Let me preface ALL the remarks below with TWO statements...

1. I haven't done any research on these HTTP based Client/Server compression 
topics in quite some time. It is all, essentially, 'ancient history' for me 
but it still amazes me that some of the issues are, so many years later,
still being 'guessed about' and no one has all the answers.

2. Let's not lose the TOPIC of this thread. The thread is about whether
or not it's time to just turn mod_deflate ON by default in the 'safe'
httpd.conf that ships with Apache. Regardless of disagreement on some
of the internals and the remaining 'questions' I think it's clear to 
some now that this is NOT just an 'easy decision'. It's complicated.
It WILL cause 'problems' for some installations and some environments.

> Bryan McQuade wrote...
>
>> Kevin Kiley wrote...
>> Don't forget the ongoing issue that if you ONLY vary on 'Accept-Encoding'
>> then almost ALL browsers will then refuse to cache a response entity LOCALLY
>> and the pain factor moves directly to the Proxy/Content Server(s).
>
> I don't think this is true for browsers in use today. 

Well, it's certainly true of the MSIE 6 I have 'in use today' on almost
all of my Windows XP Virtual Machines that I use for testing.

Also 'I don't think this is true' is certainly not 'I'm SURE this is not true'.

> Firefox will certainly cache responses with Vary: Accept-Encoding. 

I haven't done any testing with Firefox.

Firefox wasn't even around when this first became an issue years ago.

I'll take your word for it unless/until you can provide some Firefox
specific test results page(s)that prove this to be true.

The Mozilla/Firefox family has ALWAYS had a 'different' approach to
how the client-end decompression gets done. That browser lineage chose
to always use the local 'cache' as the place where the decompression
takes place.

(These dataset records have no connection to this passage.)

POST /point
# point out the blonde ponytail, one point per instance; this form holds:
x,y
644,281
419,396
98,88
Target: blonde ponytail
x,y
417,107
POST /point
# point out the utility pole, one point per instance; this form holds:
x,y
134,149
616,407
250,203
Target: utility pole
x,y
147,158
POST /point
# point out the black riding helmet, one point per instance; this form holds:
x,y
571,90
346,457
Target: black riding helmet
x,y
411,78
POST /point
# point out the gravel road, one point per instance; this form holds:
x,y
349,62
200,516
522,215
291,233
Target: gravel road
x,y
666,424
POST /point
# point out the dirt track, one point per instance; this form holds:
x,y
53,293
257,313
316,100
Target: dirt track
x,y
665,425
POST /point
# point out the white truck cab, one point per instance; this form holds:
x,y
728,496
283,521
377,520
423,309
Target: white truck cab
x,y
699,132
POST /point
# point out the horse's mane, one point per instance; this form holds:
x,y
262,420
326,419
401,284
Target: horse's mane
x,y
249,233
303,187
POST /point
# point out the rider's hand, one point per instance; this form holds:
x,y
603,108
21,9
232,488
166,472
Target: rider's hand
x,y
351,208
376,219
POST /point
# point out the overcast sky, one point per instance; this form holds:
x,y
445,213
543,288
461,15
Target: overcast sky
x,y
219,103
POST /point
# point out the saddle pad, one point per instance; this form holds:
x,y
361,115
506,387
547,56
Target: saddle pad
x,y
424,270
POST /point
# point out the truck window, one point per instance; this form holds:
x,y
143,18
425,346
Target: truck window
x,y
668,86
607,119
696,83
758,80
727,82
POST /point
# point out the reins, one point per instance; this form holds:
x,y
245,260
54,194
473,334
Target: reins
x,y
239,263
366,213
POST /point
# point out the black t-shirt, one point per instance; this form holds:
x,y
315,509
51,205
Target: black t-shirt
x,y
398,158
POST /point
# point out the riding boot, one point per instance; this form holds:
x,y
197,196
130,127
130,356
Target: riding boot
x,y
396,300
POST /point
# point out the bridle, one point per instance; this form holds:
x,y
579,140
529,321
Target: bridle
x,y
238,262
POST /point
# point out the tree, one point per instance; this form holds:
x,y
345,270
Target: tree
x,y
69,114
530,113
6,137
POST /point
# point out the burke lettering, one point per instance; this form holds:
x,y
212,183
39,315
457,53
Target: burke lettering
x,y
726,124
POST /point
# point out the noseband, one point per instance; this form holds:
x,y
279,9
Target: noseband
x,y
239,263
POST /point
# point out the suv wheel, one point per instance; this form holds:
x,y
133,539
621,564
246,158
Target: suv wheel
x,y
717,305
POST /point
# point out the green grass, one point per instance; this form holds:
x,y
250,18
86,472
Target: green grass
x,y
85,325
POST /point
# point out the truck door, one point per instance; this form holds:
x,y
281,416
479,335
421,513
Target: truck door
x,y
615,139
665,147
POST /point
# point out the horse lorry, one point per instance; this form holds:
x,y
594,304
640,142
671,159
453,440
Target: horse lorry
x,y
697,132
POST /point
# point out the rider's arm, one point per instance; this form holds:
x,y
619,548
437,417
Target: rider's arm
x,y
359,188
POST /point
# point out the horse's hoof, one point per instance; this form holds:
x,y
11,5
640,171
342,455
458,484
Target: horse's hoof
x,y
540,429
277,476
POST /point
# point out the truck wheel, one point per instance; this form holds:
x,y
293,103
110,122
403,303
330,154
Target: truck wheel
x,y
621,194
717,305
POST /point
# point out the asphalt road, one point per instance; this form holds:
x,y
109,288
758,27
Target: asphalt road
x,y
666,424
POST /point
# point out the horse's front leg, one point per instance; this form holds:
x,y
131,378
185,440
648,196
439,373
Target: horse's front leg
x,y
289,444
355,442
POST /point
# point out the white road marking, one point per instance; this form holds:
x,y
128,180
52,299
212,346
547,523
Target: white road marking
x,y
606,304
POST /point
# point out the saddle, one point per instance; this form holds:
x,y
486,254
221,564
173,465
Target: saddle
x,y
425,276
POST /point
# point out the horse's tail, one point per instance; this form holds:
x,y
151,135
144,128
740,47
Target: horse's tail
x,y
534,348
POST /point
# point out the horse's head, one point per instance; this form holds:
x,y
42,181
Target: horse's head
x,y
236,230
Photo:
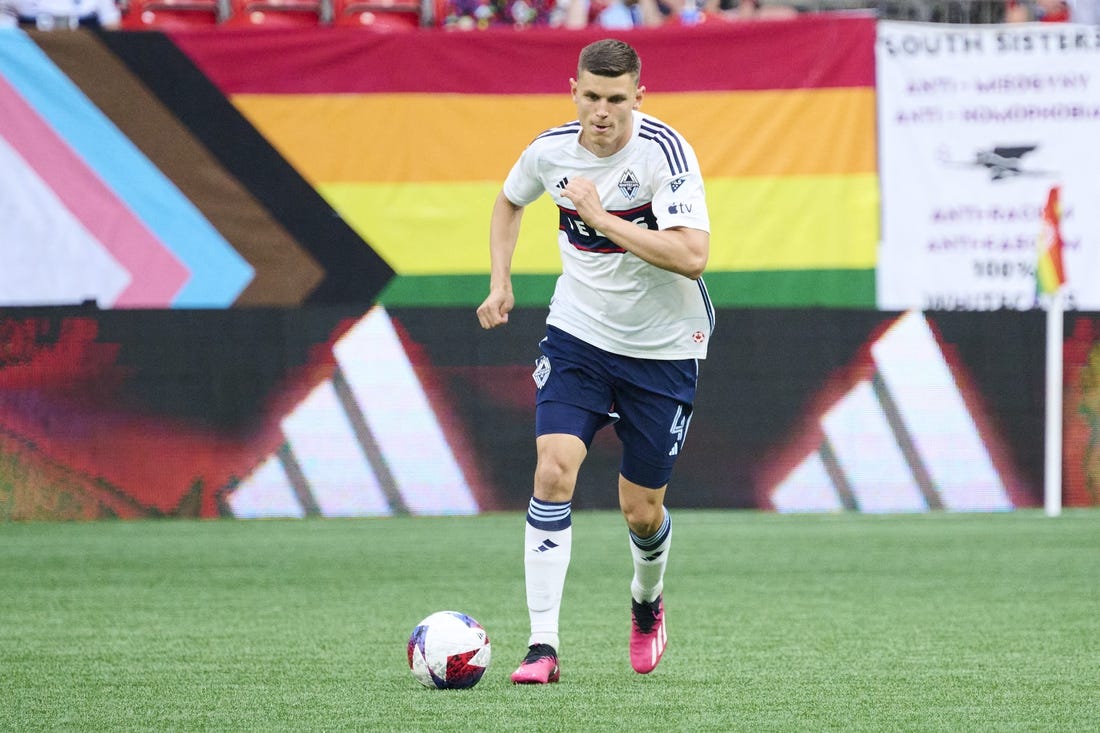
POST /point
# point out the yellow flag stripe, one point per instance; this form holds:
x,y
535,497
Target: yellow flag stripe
x,y
406,138
771,222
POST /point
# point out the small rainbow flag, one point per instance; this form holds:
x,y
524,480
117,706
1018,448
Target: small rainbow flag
x,y
1051,272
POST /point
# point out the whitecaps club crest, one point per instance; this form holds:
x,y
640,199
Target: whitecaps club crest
x,y
628,185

That's why, when you use those browsers and you receive
a compressed entity, you always get TWO cache files. One is simply the
browser opening up a cache file to store the COMPRESSED version of the
entity and the other is the DECOMPRESSED version. This is true even if 
the response is labeled 'Cache-control: private'. It will STILL 'cache' the
response and ignore all 'Cache-Control:' directives but that's another
'bug' story altogether. They are simply doing all the decompression 'on disk' 
and using plain old file-based GUNZIP to get the job done so there HAS to be
a 'cached copy' of the response regardless of any 'Cache-Control:' directives. 
It will also keep BOTH copies of the file around. The MSIE browser line
will also use a cache-file ( sometimes ) for the decompression but, unlike the
Mozilla lineage, MSIE will DELETE the initial compressed copy to avoid 
confusion.
There used to be this weird-ass bug with Mozilla that would only
show up if you tried to PRINT a decompressed page. The browser would
forget that it had TWO disk files representing the compressed/uncompressed
response and it would accidentally try to PRINT the COMPRESSED version.
I certainly hope the Firefox branch of this source code line worked 
that little bug out.

> Eric Lawrence of
> the Internet Explorer team has a nice blog post that explains that in
> IE6 and later, Vary: Accept-Encoding are cached:
> http://blogs.msdn.com/b/ieinternals/archive/2009/06/17/vary-header-prevents-caching-in-ie.aspx.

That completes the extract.